Wells, which is jointly and severally liable for Oversight Costs under the 1994 Consent Decree, will be ordered to pay the outstanding Oversight Costs, which are $364,236.71. The 1994 Consent Decree provides that outstanding payments "shall be assessed interest from the date upon which such payment was due at the rate provided in 28 U.S.C. § 1961(a), and such interest shall be compounded each federal fiscal year." (¶ 11.) It also provides that if the government brings an action against any Settling Defendant to collect any past-due amounts due under the decree, that Settling Defendant shall reimburse the government for all costs of the action, including but not limited to attorney's fees. (¶ 12.) Therefore, in addition to the outstanding Oversight Costs, Wells will also be ordered to pay interest and costs as specified in the 1994 Consent Decree.

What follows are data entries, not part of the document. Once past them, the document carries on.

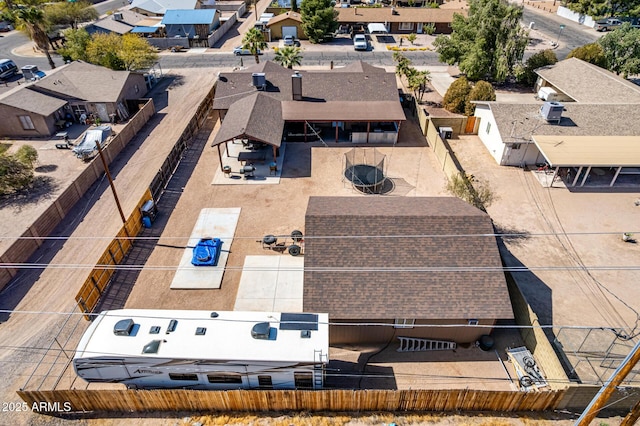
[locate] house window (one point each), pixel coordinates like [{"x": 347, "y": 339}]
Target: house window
[
  {"x": 405, "y": 26},
  {"x": 184, "y": 377},
  {"x": 404, "y": 323},
  {"x": 26, "y": 122},
  {"x": 303, "y": 380},
  {"x": 224, "y": 378},
  {"x": 265, "y": 382}
]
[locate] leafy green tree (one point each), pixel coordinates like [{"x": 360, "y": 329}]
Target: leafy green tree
[
  {"x": 288, "y": 56},
  {"x": 455, "y": 100},
  {"x": 319, "y": 19},
  {"x": 69, "y": 13},
  {"x": 605, "y": 8},
  {"x": 418, "y": 83},
  {"x": 486, "y": 44},
  {"x": 481, "y": 91},
  {"x": 253, "y": 41},
  {"x": 429, "y": 29},
  {"x": 32, "y": 20},
  {"x": 622, "y": 50},
  {"x": 592, "y": 53},
  {"x": 135, "y": 53},
  {"x": 527, "y": 75},
  {"x": 75, "y": 46},
  {"x": 27, "y": 155}
]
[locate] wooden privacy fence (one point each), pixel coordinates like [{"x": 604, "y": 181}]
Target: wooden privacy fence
[
  {"x": 43, "y": 226},
  {"x": 99, "y": 278},
  {"x": 295, "y": 400}
]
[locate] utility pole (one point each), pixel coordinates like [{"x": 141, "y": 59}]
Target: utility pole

The 1994 Consent Decree states that payments for Oversight Costs are due within thirty days of the government's submission of the claim. (¶ 10.)
At footnote 12 of its memorandum in support of its motion, the government indicates that for simplicity, with respect to the 2005 Bill, it seeks interest only on contractor charges in that bill. It seeks interest on all charges in the 2009 Bill.
CONCLUSION
For the foregoing reasons, the motion of the United States to enforce the consent decree entered in this action on April 20, 1994 and to order Wells Manufacturing Company to reimburse the United States Environmental Protection Agency for $364,236.71 in costs incurred in connection with the clean-up of the Wauconda Sand and Gravel Superfund Site plus interest and costs of enforcement [24] is granted. The parties are directed to confer and informally attempt to agree on the appropriate amount of attorney's fees. If, by November 28, 2011, they have not been able to agree, then they should follow the procedure outlined in Local Rule 54.3 (and the schedule set forth in that Rule shall run from November 28, 2011 instead of today's date). In the event that the parties do reach an agreement regarding fees by November 28, the government is directed to submit a proposed judgment order by December 2, 2011.
This is without prejudice to Wells's position that no fees are owing because no reimbursement is owing.